Per la verità, le situazioni di compromissione dello stato del litorale di Trani appaiano ben più diffuse, e lo dimostrano le ben tre ordinanze cautelari che la Capitaneria di porto di Barletta ha emanato a tutela della pubblica incolumità, inibendo all'accesso, balneazione ed attività marittima altrettanti tratti di costa soggetti a fenomeni particolarmente pronunciati di cedimento della falesia ed erosione.
La prima ordinanza, risalente allo scorso mese di marzo, riguarda un tratto del litorale a sud del Comune di Trani, nei pressi del confine con il Comune di Bisceglie, e quindi del Ponte Lama, nel quale si segnala lo stato di degrado della falesia, costituita principalmente da roccia calcarea stratificata.
Il provvedimento mira a garantire i prioritari interessi correlati alla tutela della sicurezza della navigazione e salvaguardia della vita umana in mare, con specifico riferimento alla situazione di degrado della falesia per la presenza sull’arenile di grossi massi, di dimensioni variabili di circa un metro, a poche decine di metri dallo stesso.

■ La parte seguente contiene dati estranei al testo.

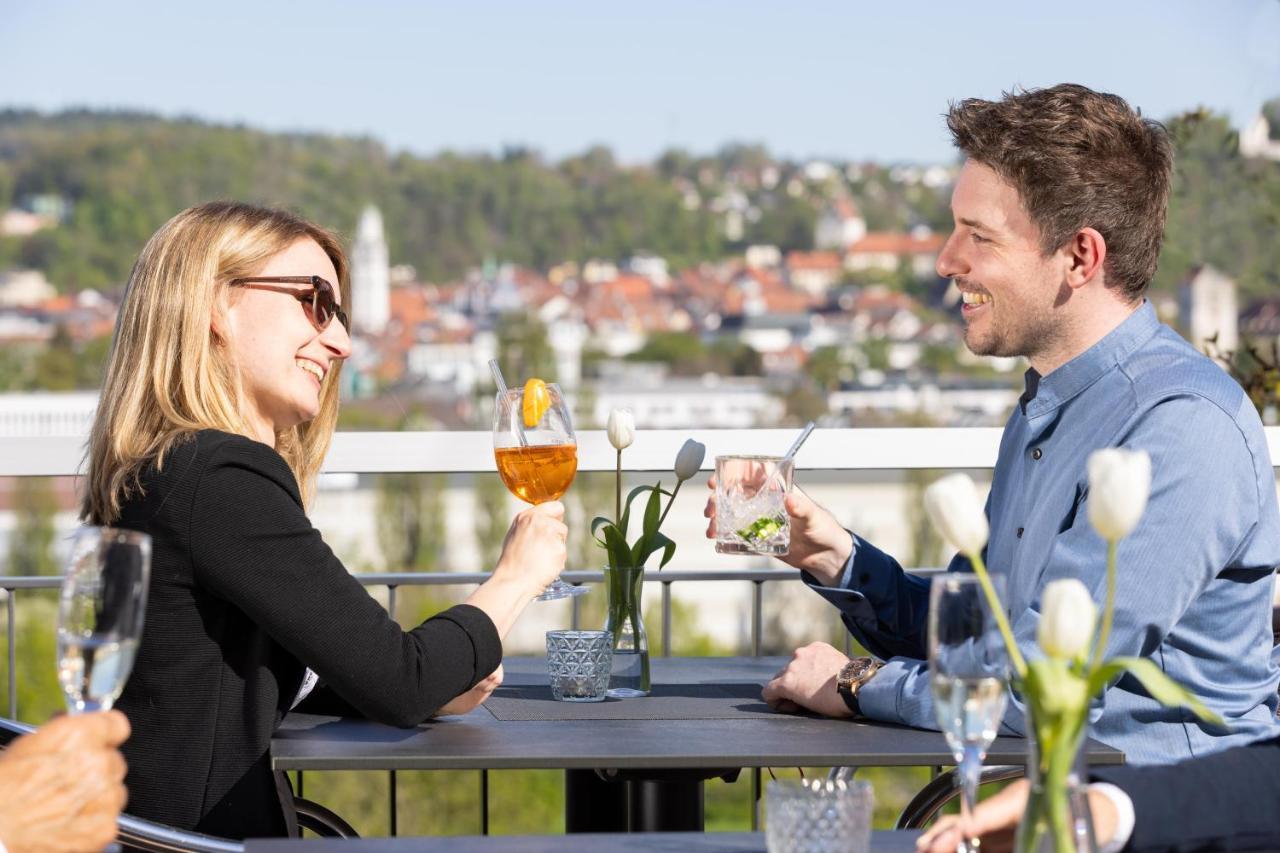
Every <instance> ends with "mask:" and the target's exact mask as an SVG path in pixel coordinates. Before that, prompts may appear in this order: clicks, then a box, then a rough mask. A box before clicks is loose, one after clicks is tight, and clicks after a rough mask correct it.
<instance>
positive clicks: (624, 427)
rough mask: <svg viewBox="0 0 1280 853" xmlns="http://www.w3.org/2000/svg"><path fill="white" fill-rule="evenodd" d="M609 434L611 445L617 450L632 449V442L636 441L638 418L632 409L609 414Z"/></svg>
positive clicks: (614, 411)
mask: <svg viewBox="0 0 1280 853" xmlns="http://www.w3.org/2000/svg"><path fill="white" fill-rule="evenodd" d="M608 433H609V443H611V444H613V447H614V448H616V450H620V451H621V450H626V448H627V447H631V442H634V441H635V439H636V418H635V415H632V414H631V410H630V409H614V410H613V411H611V412H609V425H608Z"/></svg>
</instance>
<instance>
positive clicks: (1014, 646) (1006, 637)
mask: <svg viewBox="0 0 1280 853" xmlns="http://www.w3.org/2000/svg"><path fill="white" fill-rule="evenodd" d="M968 556H969V562H970V564H973V573H974V574H975V575H978V583H979V584H982V592H983V593H986V596H987V603H988V605H989V606H991V613H992V616H995V617H996V625H997V626H998V628H1000V635H1001V637H1004V638H1005V648H1007V649H1009V658H1010V660H1011V661H1012V662H1014V671H1015V672H1018V678H1019V679H1025V678H1027V661H1025V660H1023V653H1021V652H1020V651H1019V648H1018V643H1015V642H1014V631H1012V629H1011V628H1010V626H1009V617H1007V616H1005V607H1004V605H1001V603H1000V596H997V594H996V588H995V587H992V585H991V575H988V574H987V564H984V562H983V561H982V555H980V553H977V552H975V553H970V555H968Z"/></svg>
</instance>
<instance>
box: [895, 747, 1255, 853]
mask: <svg viewBox="0 0 1280 853" xmlns="http://www.w3.org/2000/svg"><path fill="white" fill-rule="evenodd" d="M1093 775H1094V779H1096V783H1094V784H1092V785H1089V811H1091V816H1092V817H1093V831H1094V835H1096V836H1097V841H1098V845H1100V848H1101V849H1102V850H1103V853H1110V852H1111V850H1120V849H1124V850H1134V852H1143V850H1275V849H1280V811H1277V809H1276V803H1280V739H1271V740H1265V742H1260V743H1254V744H1249V745H1247V747H1236V748H1234V749H1228V751H1225V752H1219V753H1213V754H1211V756H1203V757H1201V758H1192V760H1189V761H1185V762H1181V763H1178V765H1169V766H1161V767H1111V768H1107V770H1101V768H1100V770H1096V771H1094V774H1093ZM1027 792H1028V785H1027V783H1025V781H1019V783H1015V784H1014V785H1010V786H1009V788H1006V789H1005V790H1002V792H1000V793H998V794H996V795H995V797H992V798H991V799H987V800H984V802H982V803H980V804H979V806H978V808H977V809H974V813H973V821H972V824H969V825H968V826H964V824H963V821H961V820H960V818H959V817H956V816H950V815H948V816H946V817H942V818H940V820H938V822H937V824H934V825H933V827H932V829H931V830H929V831H928V833H927V834H924V835H923V836H920V838H919V839H918V840H916V849H919V850H929V852H931V853H952V852H954V850H955V849H956V845H957V843H959V841H960V840H961V836H960V830H961V827H964V829H966V830H968V831H966V834H965V835H964V838H977V836H979V835H980V836H982V849H983V850H988V849H989V850H1000V849H1007V847H1009V843H1010V841H1011V840H1012V835H1014V831H1015V829H1016V826H1018V820H1019V818H1020V817H1021V816H1023V811H1024V809H1025V808H1027Z"/></svg>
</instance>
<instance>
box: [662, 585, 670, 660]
mask: <svg viewBox="0 0 1280 853" xmlns="http://www.w3.org/2000/svg"><path fill="white" fill-rule="evenodd" d="M662 656H663V657H671V581H669V580H663V581H662Z"/></svg>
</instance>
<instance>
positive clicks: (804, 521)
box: [703, 475, 854, 587]
mask: <svg viewBox="0 0 1280 853" xmlns="http://www.w3.org/2000/svg"><path fill="white" fill-rule="evenodd" d="M707 487H708V488H709V489H712V496H710V497H709V498H707V507H705V508H704V510H703V515H704V516H707V517H708V519H710V524H708V525H707V538H708V539H714V538H716V476H714V475H712V476H709V478H708V479H707ZM785 506H786V510H787V515H788V516H790V519H791V547H790V549H788V552H787V553H785V555H782V556H780V557H778V560H781V561H782V562H785V564H787V565H788V566H792V567H794V569H803V570H804V571H808V573H810V574H812V575H814V576H815V578H817V579H818V581H819V583H822V584H823V585H826V587H832V585H835V584H836V581H838V580H840V574H841V573H842V571H844V569H845V564H846V562H849V555H850V553H852V549H854V540H852V539H851V538H850V535H849V532H847V530H845V529H844V528H842V526H840V521H837V520H836V516H833V515H832V514H831V512H828V511H827V510H824V508H823V507H820V506H818V505H817V503H814V502H813V501H812V500H810V498H809V496H808V494H805V493H804V492H803V491H801V489H800V487H799V485H795V484H792V485H791V493H790V494H788V496H787V500H786V505H785Z"/></svg>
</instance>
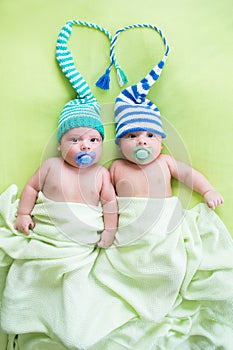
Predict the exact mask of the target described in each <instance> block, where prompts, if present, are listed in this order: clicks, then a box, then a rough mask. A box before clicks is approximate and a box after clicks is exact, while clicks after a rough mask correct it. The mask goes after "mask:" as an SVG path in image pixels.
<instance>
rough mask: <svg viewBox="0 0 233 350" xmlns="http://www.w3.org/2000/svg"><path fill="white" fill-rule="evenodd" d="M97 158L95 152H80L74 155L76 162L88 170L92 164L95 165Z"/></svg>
mask: <svg viewBox="0 0 233 350" xmlns="http://www.w3.org/2000/svg"><path fill="white" fill-rule="evenodd" d="M95 158H96V154H95V152H78V153H76V154H75V155H74V160H75V162H76V163H77V164H78V165H79V166H80V167H81V168H87V167H88V166H90V165H91V164H93V162H94V160H95Z"/></svg>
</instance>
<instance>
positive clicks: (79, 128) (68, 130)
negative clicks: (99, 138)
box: [65, 126, 102, 138]
mask: <svg viewBox="0 0 233 350" xmlns="http://www.w3.org/2000/svg"><path fill="white" fill-rule="evenodd" d="M65 135H67V136H78V137H81V136H83V137H86V136H88V137H89V136H91V137H101V135H100V133H99V131H98V130H96V129H92V128H88V127H85V126H79V127H77V128H73V129H70V130H68V131H67V132H66V133H65ZM101 138H102V137H101Z"/></svg>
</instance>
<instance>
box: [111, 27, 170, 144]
mask: <svg viewBox="0 0 233 350" xmlns="http://www.w3.org/2000/svg"><path fill="white" fill-rule="evenodd" d="M132 28H148V29H153V30H155V31H156V32H157V33H158V34H159V35H160V37H161V38H162V40H163V43H164V46H165V53H164V56H163V58H162V59H161V60H160V61H159V63H158V64H156V66H155V67H154V68H153V69H152V70H151V71H150V72H149V73H148V74H147V76H146V77H145V78H143V79H142V80H140V81H139V82H138V83H137V84H136V85H132V86H129V87H128V88H126V89H124V90H123V91H122V92H121V93H120V94H119V96H118V97H117V98H116V103H115V111H114V113H115V121H116V143H118V141H119V139H120V138H121V137H123V136H124V135H126V134H128V133H130V132H135V131H149V132H153V133H155V134H159V135H161V136H162V137H163V138H164V137H166V134H165V133H164V131H163V126H162V121H161V116H160V111H159V109H158V107H157V106H156V105H155V104H154V103H153V102H152V101H150V100H148V99H147V98H146V96H147V94H148V93H149V90H150V88H151V86H152V85H153V84H155V82H156V81H157V80H158V79H159V77H160V74H161V72H162V69H163V67H164V64H165V62H166V60H167V57H168V52H169V46H168V44H167V40H166V38H165V36H164V34H163V32H162V31H161V30H160V29H159V28H158V27H156V26H154V25H151V24H133V25H130V26H127V27H124V28H121V29H119V30H118V31H117V32H116V34H115V36H114V37H113V39H112V41H111V47H110V58H111V64H110V66H109V68H110V69H111V67H112V65H113V64H115V65H116V62H115V51H114V50H115V44H116V42H117V39H118V37H119V35H120V34H121V33H122V32H124V31H125V30H128V29H132ZM118 66H119V65H118ZM126 81H127V78H126V76H125V74H124V79H123V80H122V79H119V84H120V85H123V84H124V83H125V82H126Z"/></svg>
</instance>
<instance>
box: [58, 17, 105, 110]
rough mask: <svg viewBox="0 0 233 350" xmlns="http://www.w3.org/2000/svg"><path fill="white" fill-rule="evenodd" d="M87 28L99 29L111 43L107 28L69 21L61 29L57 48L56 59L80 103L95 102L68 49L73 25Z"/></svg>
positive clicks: (96, 25) (80, 22) (89, 89)
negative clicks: (67, 41) (104, 34)
mask: <svg viewBox="0 0 233 350" xmlns="http://www.w3.org/2000/svg"><path fill="white" fill-rule="evenodd" d="M74 24H75V25H79V26H86V27H89V28H94V29H98V30H100V31H101V32H103V33H104V34H106V35H107V37H108V38H109V40H110V41H111V39H112V36H111V34H110V32H109V31H108V30H106V29H105V28H103V27H101V26H99V25H97V24H94V23H89V22H84V21H78V20H72V21H68V22H67V23H66V24H65V25H64V26H63V27H62V29H61V31H60V34H59V36H58V39H57V46H56V58H57V61H58V63H59V65H60V67H61V70H62V71H63V73H64V74H65V76H66V77H67V79H68V80H69V82H70V83H71V85H72V87H73V88H74V90H75V91H76V92H77V94H78V98H79V99H80V103H82V102H83V103H86V102H87V101H91V100H95V98H94V96H93V94H92V92H91V89H90V87H89V86H88V84H87V83H86V81H85V80H84V78H83V77H82V75H81V74H80V73H79V72H78V71H77V69H76V67H75V64H74V60H73V57H72V55H71V53H70V51H69V49H68V47H67V41H68V39H69V37H70V35H71V33H72V27H73V25H74Z"/></svg>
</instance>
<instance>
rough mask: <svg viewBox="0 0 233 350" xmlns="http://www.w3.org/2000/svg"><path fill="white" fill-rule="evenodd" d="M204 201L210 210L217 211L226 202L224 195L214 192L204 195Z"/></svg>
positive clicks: (210, 191)
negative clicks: (224, 200)
mask: <svg viewBox="0 0 233 350" xmlns="http://www.w3.org/2000/svg"><path fill="white" fill-rule="evenodd" d="M204 199H205V202H206V204H207V205H208V207H209V208H210V209H215V208H216V207H217V206H218V205H220V204H222V203H223V202H224V201H223V197H222V195H221V194H220V193H218V192H216V191H214V190H210V191H207V192H206V193H205V194H204Z"/></svg>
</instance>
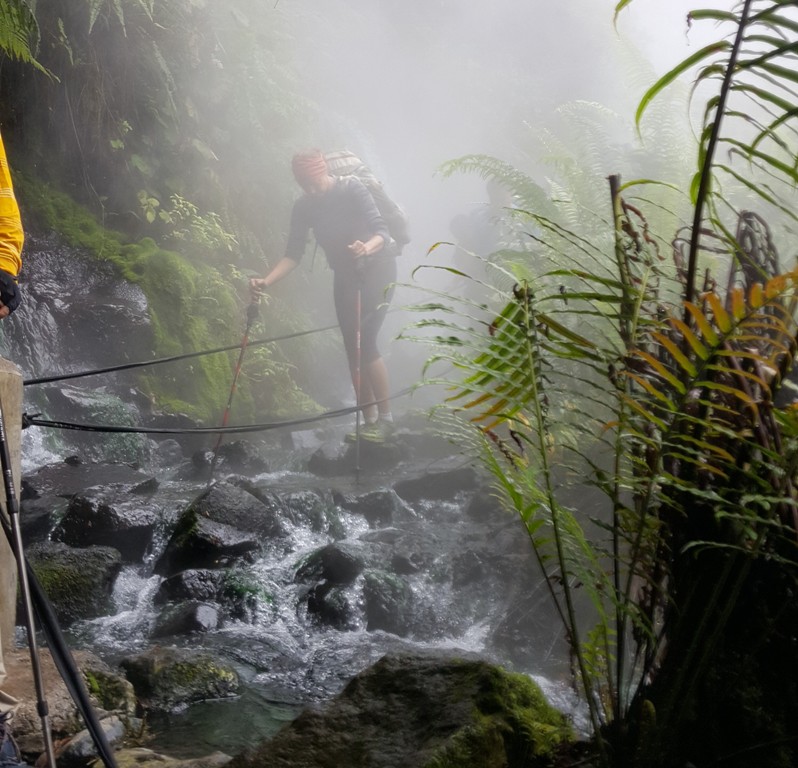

Tale fenomeno «è da ritenersi pericoloso per la pubblica incolumità e la sicurezza della navigazione – si legge nel provvedimento -, in quanto potrebbe essere interessato da fenomeni franosi rivenienti dal retrostante praticabile demaniale marittimo».
Pertanto, sono vietate la navigazione, la sosta, l'ancoraggio di tutte le unità navali in genere, balneazione, pesca professionale e sportiva con qualunque tecnica, l'espletamento di qualsiasi attività subacquea ed in superficie, connessa agli usi del mare.
Successivamente, lo scorso 15 aprile, lo stesso circondario marittimo di Barletta ha emanato altri due provvedimenti.
Il primo riguarda il lido Matinelle, dove, allo stesso modo, si segnala il degrado della falesia costituita, anche qui, da roccia calcarea stratificata. Così come nel precedente provvedimento cautelare, anche in questo caso è stata disposta l'interdizione dell'aria con i relativi obblighi e prescrizioni.
Una terza ordinanza riguarda, invece, il lungomare senatore Mongelli, in una zona immediatamente successiva a quella oggetto dei costosi lavori di cui ci siamo occupati nell'ultimo numero del giornale: identiche le fattispecie rappresentate ed i relativi pericoli che ne conseguono.
Si tratta, in tutti i casi, di tratti di litorale non protetti da barriere frangiflutti e non interessati da lavori di consolidamento e/o difesa della falesia, quelli che hanno permesso, nella zona della seconda spiaggia, per esempio, di ricreare le condizioni di sicurezza della navigazione e, soprattutto, balneazione.
Emergono evidenti i limiti di un lavoro non portato a termine per mancanza di fondi sia comunali, sia regionali. Trani non ha più goduto dei finanziamenti attesi, anche perché avrebbe terminato di rendicontare puntualmente le opere realizzate. E la Regione, evidentemente, ha destinato ad altri interventi, più precisamente documentati, i fondi disponibili.
Da non dimenticare, poi, i divieti di balneazione, previsti per legge, a causa presenze antropiche tali da determinare condizioni di mare inquinato: si tratta delle zone adiacenti gli sbocchi dei collettori alluvionali e del depuratore comunale.
Trani si trova, così, con un litorale a macchia di leopardo con poche zone realmente praticabili e fruibili per la balneazione.